Signalling networks control cellular responses, but how is network activation ultimately converted to the output of a cellular response? Janes and colleagues now present a data-driven computational approach, which involves globally perturbing the measurements that were used to build the model and then quantifying the loss of model accuracy.

...dynamic range might be a better predictor of functional responses than signal strength...

The authors used a data-driven model of cytokine-induced apoptosis that correlated 7,980 measurements of signals that are activated following treatment of cells with a death stimulus (tumour necrosis factor (TNF)), together with a survival stimulus, to predict the extent of apoptotic cell death. Furthermore, the model showed that two previously unknown autocrine feedback loops that involve transforming growth factor-α (TGFα) and interleukin-1α were activated after treatment with TNF.

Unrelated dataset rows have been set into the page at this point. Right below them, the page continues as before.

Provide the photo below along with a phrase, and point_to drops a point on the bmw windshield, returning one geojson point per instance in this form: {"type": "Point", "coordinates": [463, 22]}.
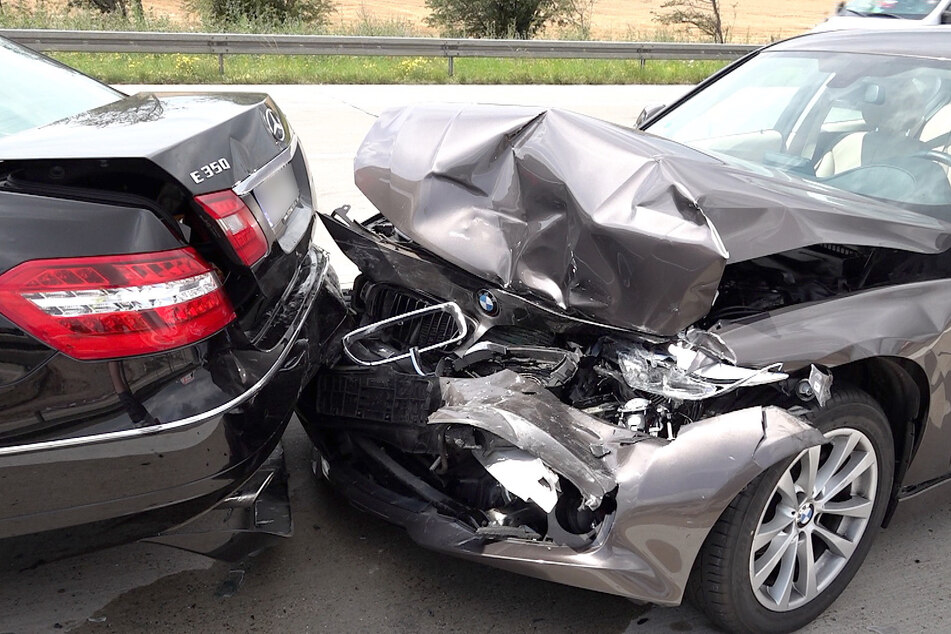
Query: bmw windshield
{"type": "Point", "coordinates": [870, 124]}
{"type": "Point", "coordinates": [36, 91]}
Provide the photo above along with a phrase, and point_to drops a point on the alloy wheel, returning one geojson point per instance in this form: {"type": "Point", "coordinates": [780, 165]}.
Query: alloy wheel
{"type": "Point", "coordinates": [814, 520]}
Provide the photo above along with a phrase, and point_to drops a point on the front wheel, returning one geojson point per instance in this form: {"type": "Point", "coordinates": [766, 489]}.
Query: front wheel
{"type": "Point", "coordinates": [790, 543]}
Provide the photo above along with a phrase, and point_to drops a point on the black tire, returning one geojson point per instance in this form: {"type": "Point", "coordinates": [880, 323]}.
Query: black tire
{"type": "Point", "coordinates": [725, 583]}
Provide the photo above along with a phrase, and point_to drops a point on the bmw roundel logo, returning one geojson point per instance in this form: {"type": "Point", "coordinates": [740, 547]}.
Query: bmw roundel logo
{"type": "Point", "coordinates": [488, 303]}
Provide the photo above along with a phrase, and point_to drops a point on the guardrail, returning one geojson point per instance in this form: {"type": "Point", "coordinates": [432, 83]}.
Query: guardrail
{"type": "Point", "coordinates": [222, 44]}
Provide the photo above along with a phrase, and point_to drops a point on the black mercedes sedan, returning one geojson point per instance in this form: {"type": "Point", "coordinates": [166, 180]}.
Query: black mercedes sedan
{"type": "Point", "coordinates": [157, 284]}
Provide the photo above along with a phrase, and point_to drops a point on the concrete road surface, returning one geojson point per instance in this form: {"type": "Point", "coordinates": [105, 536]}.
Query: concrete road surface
{"type": "Point", "coordinates": [345, 571]}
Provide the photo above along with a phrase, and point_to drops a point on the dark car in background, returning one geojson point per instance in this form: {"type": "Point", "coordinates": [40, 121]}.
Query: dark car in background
{"type": "Point", "coordinates": [707, 359]}
{"type": "Point", "coordinates": [157, 322]}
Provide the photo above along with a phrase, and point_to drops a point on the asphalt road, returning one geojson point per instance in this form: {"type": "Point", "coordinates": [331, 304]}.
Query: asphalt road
{"type": "Point", "coordinates": [346, 571]}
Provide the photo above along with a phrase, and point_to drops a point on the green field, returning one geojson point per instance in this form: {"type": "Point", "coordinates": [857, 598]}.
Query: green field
{"type": "Point", "coordinates": [117, 68]}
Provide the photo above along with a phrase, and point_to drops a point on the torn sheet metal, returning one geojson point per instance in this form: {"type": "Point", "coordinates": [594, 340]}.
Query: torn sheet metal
{"type": "Point", "coordinates": [522, 475]}
{"type": "Point", "coordinates": [669, 495]}
{"type": "Point", "coordinates": [518, 410]}
{"type": "Point", "coordinates": [580, 212]}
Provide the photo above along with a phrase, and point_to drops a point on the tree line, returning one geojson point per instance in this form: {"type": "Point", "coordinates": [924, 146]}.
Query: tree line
{"type": "Point", "coordinates": [519, 19]}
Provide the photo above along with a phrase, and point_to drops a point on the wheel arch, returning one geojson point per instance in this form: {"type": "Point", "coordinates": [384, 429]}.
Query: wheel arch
{"type": "Point", "coordinates": [901, 387]}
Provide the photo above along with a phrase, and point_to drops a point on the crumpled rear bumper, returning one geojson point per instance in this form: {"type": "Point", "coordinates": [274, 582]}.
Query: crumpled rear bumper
{"type": "Point", "coordinates": [668, 494]}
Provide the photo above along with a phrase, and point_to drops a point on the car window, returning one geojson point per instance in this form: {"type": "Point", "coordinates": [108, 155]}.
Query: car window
{"type": "Point", "coordinates": [36, 91]}
{"type": "Point", "coordinates": [870, 124]}
{"type": "Point", "coordinates": [740, 103]}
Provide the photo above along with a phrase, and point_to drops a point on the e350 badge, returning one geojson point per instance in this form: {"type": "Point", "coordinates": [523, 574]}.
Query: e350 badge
{"type": "Point", "coordinates": [214, 168]}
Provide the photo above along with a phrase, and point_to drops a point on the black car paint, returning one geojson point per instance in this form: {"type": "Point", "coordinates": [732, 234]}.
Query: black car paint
{"type": "Point", "coordinates": [99, 453]}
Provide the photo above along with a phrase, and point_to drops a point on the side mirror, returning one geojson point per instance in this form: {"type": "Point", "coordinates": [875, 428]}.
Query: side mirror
{"type": "Point", "coordinates": [648, 113]}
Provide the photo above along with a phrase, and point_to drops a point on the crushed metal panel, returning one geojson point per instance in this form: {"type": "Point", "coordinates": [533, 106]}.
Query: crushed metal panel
{"type": "Point", "coordinates": [580, 212]}
{"type": "Point", "coordinates": [669, 496]}
{"type": "Point", "coordinates": [522, 475]}
{"type": "Point", "coordinates": [518, 410]}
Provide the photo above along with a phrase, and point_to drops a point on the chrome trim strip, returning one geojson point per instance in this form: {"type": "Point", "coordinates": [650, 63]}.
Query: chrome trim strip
{"type": "Point", "coordinates": [252, 180]}
{"type": "Point", "coordinates": [451, 308]}
{"type": "Point", "coordinates": [191, 420]}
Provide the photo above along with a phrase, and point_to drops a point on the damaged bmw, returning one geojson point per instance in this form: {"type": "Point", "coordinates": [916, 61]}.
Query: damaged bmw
{"type": "Point", "coordinates": [706, 359]}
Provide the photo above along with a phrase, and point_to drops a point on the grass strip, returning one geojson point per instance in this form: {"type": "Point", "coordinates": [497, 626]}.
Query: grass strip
{"type": "Point", "coordinates": [133, 68]}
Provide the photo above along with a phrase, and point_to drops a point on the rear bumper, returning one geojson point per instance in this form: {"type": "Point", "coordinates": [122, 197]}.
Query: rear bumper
{"type": "Point", "coordinates": [102, 486]}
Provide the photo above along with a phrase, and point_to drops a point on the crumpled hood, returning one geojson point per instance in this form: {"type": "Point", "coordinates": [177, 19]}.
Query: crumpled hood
{"type": "Point", "coordinates": [180, 132]}
{"type": "Point", "coordinates": [607, 223]}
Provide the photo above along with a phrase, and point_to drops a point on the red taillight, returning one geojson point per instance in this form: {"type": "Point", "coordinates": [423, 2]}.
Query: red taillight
{"type": "Point", "coordinates": [117, 305]}
{"type": "Point", "coordinates": [239, 224]}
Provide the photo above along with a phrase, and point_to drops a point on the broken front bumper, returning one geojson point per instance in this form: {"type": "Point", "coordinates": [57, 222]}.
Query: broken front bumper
{"type": "Point", "coordinates": [665, 496]}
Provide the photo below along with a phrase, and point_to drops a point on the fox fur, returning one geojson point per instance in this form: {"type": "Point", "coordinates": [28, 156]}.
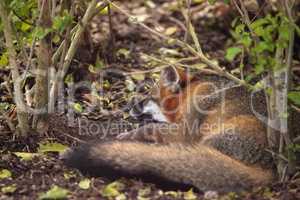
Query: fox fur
{"type": "Point", "coordinates": [229, 157]}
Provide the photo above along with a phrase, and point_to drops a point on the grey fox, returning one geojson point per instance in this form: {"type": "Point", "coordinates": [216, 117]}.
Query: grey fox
{"type": "Point", "coordinates": [210, 138]}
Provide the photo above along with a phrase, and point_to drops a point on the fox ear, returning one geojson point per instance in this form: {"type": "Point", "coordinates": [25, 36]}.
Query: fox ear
{"type": "Point", "coordinates": [169, 76]}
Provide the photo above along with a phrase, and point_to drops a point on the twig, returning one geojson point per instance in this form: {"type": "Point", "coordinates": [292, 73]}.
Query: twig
{"type": "Point", "coordinates": [18, 94]}
{"type": "Point", "coordinates": [182, 44]}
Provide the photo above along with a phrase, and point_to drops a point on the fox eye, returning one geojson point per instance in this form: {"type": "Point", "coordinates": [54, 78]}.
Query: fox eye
{"type": "Point", "coordinates": [175, 88]}
{"type": "Point", "coordinates": [169, 76]}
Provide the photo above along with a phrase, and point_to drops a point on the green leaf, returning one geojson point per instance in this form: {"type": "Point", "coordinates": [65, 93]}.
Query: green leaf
{"type": "Point", "coordinates": [9, 189]}
{"type": "Point", "coordinates": [40, 32]}
{"type": "Point", "coordinates": [211, 1]}
{"type": "Point", "coordinates": [85, 184]}
{"type": "Point", "coordinates": [26, 155]}
{"type": "Point", "coordinates": [77, 107]}
{"type": "Point", "coordinates": [4, 173]}
{"type": "Point", "coordinates": [112, 189]}
{"type": "Point", "coordinates": [246, 40]}
{"type": "Point", "coordinates": [69, 174]}
{"type": "Point", "coordinates": [294, 97]}
{"type": "Point", "coordinates": [232, 52]}
{"type": "Point", "coordinates": [55, 193]}
{"type": "Point", "coordinates": [138, 77]}
{"type": "Point", "coordinates": [189, 195]}
{"type": "Point", "coordinates": [60, 23]}
{"type": "Point", "coordinates": [51, 147]}
{"type": "Point", "coordinates": [259, 23]}
{"type": "Point", "coordinates": [4, 60]}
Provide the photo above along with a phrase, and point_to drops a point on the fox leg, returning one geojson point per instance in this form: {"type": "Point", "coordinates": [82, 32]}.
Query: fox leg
{"type": "Point", "coordinates": [197, 165]}
{"type": "Point", "coordinates": [161, 133]}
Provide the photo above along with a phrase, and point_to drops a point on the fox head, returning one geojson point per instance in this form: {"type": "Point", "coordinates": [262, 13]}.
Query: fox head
{"type": "Point", "coordinates": [166, 98]}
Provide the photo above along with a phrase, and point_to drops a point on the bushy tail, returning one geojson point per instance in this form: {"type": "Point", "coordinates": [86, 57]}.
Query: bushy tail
{"type": "Point", "coordinates": [197, 165]}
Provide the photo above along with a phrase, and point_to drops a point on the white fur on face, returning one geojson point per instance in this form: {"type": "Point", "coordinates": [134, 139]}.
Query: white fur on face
{"type": "Point", "coordinates": [153, 108]}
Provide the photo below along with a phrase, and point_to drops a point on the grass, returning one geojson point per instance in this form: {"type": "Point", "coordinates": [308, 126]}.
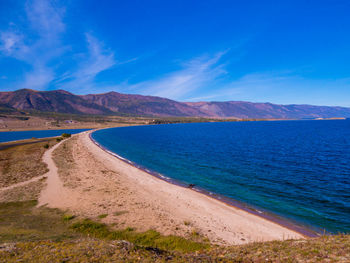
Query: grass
{"type": "Point", "coordinates": [24, 221]}
{"type": "Point", "coordinates": [149, 238]}
{"type": "Point", "coordinates": [102, 216]}
{"type": "Point", "coordinates": [42, 236]}
{"type": "Point", "coordinates": [23, 162]}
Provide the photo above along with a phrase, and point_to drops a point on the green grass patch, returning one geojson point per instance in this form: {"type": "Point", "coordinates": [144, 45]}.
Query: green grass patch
{"type": "Point", "coordinates": [68, 217]}
{"type": "Point", "coordinates": [149, 238]}
{"type": "Point", "coordinates": [102, 216]}
{"type": "Point", "coordinates": [21, 221]}
{"type": "Point", "coordinates": [119, 213]}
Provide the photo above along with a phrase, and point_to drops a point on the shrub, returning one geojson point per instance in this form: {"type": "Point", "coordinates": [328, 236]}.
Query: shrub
{"type": "Point", "coordinates": [68, 217]}
{"type": "Point", "coordinates": [66, 135]}
{"type": "Point", "coordinates": [150, 238]}
{"type": "Point", "coordinates": [102, 216]}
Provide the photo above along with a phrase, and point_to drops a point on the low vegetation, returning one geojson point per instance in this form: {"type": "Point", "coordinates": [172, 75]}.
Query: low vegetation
{"type": "Point", "coordinates": [146, 239]}
{"type": "Point", "coordinates": [22, 161]}
{"type": "Point", "coordinates": [28, 233]}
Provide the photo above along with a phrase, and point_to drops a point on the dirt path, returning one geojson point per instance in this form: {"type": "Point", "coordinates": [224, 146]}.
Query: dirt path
{"type": "Point", "coordinates": [54, 194]}
{"type": "Point", "coordinates": [92, 183]}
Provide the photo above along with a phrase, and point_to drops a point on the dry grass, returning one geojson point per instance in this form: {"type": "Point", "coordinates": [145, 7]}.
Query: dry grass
{"type": "Point", "coordinates": [23, 162]}
{"type": "Point", "coordinates": [27, 192]}
{"type": "Point", "coordinates": [326, 249]}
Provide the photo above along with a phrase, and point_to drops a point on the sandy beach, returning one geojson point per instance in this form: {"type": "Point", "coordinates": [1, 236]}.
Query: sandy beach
{"type": "Point", "coordinates": [89, 182]}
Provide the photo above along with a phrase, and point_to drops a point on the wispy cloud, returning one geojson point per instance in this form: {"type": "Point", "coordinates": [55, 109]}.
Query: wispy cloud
{"type": "Point", "coordinates": [38, 49]}
{"type": "Point", "coordinates": [96, 60]}
{"type": "Point", "coordinates": [42, 47]}
{"type": "Point", "coordinates": [195, 74]}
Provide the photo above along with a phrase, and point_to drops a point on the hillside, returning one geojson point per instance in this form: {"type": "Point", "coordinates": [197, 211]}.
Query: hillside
{"type": "Point", "coordinates": [114, 103]}
{"type": "Point", "coordinates": [142, 105]}
{"type": "Point", "coordinates": [244, 110]}
{"type": "Point", "coordinates": [49, 101]}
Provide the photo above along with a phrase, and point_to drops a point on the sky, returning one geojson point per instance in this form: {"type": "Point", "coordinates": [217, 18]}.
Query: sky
{"type": "Point", "coordinates": [284, 52]}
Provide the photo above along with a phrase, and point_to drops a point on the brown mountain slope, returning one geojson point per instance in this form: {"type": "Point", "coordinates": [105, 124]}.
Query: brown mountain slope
{"type": "Point", "coordinates": [116, 103]}
{"type": "Point", "coordinates": [244, 110]}
{"type": "Point", "coordinates": [50, 101]}
{"type": "Point", "coordinates": [142, 105]}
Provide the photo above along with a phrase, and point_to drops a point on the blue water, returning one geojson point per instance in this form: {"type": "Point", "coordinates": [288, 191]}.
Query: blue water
{"type": "Point", "coordinates": [296, 169]}
{"type": "Point", "coordinates": [22, 135]}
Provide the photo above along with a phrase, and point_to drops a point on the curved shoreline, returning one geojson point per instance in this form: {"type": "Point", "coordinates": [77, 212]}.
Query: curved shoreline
{"type": "Point", "coordinates": [285, 223]}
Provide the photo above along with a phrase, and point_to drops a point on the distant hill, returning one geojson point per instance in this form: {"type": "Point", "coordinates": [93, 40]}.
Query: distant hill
{"type": "Point", "coordinates": [50, 101]}
{"type": "Point", "coordinates": [243, 110]}
{"type": "Point", "coordinates": [110, 103]}
{"type": "Point", "coordinates": [142, 105]}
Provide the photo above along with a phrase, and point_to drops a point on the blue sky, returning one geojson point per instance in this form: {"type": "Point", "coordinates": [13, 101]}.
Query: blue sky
{"type": "Point", "coordinates": [282, 52]}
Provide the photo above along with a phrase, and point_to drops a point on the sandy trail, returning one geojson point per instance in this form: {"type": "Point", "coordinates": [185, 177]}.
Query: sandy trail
{"type": "Point", "coordinates": [54, 194]}
{"type": "Point", "coordinates": [99, 183]}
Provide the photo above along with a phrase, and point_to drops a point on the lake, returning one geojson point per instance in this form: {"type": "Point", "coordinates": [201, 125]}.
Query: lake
{"type": "Point", "coordinates": [299, 170]}
{"type": "Point", "coordinates": [22, 135]}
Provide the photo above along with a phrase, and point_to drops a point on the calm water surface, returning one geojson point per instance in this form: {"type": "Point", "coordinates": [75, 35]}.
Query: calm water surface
{"type": "Point", "coordinates": [296, 169]}
{"type": "Point", "coordinates": [22, 135]}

Janes and colleagues then altered the signalling network measurements by computationally manipulating the dynamic range of each molecule, which they define as “the responsiveness of cell outcomes to incremental changes in signal activation”. Unexpectedly, when progressively nonlinearized signals with a compressed dynamic range were used to predict stimulus-specific apoptosis, the models worked well until they suddenly failed catastrophically when built with a particular value of compressed data — a point which the authors called a 'model breakpoint'. Janes and colleagues reasoned that evaluating why the model suddenly fails at the breakpoint could provide context-specific insight into the biology of signalling networks. Indeed, examination of failed signalling-response models led to new predictions about the roles of kinases, such as AKT and extracellular signal-regulated kinase, in TNF-induced apoptosis. For example, early AKT signalling makes an important anti-apoptotic contribution only when cells lack a functional TGFα autocrine circuit. The most accurate model for predicting cell death, and the highest levels of cell death that the authors subsequently observed experimentally, were seen when the dynamic range of signalling molecules was linearly and uniformly distributed across activation states.

Dynamic range is rarely measured in most signal-transduction studies, because signalling networks are typically measured in either their basal or hyperstimulated states. These new findings, however, suggest that dynamic range might be a better predictor of functional responses than signal strength, and raise the intriguing possibility that signalling networks might evolve to maximize dynamic range.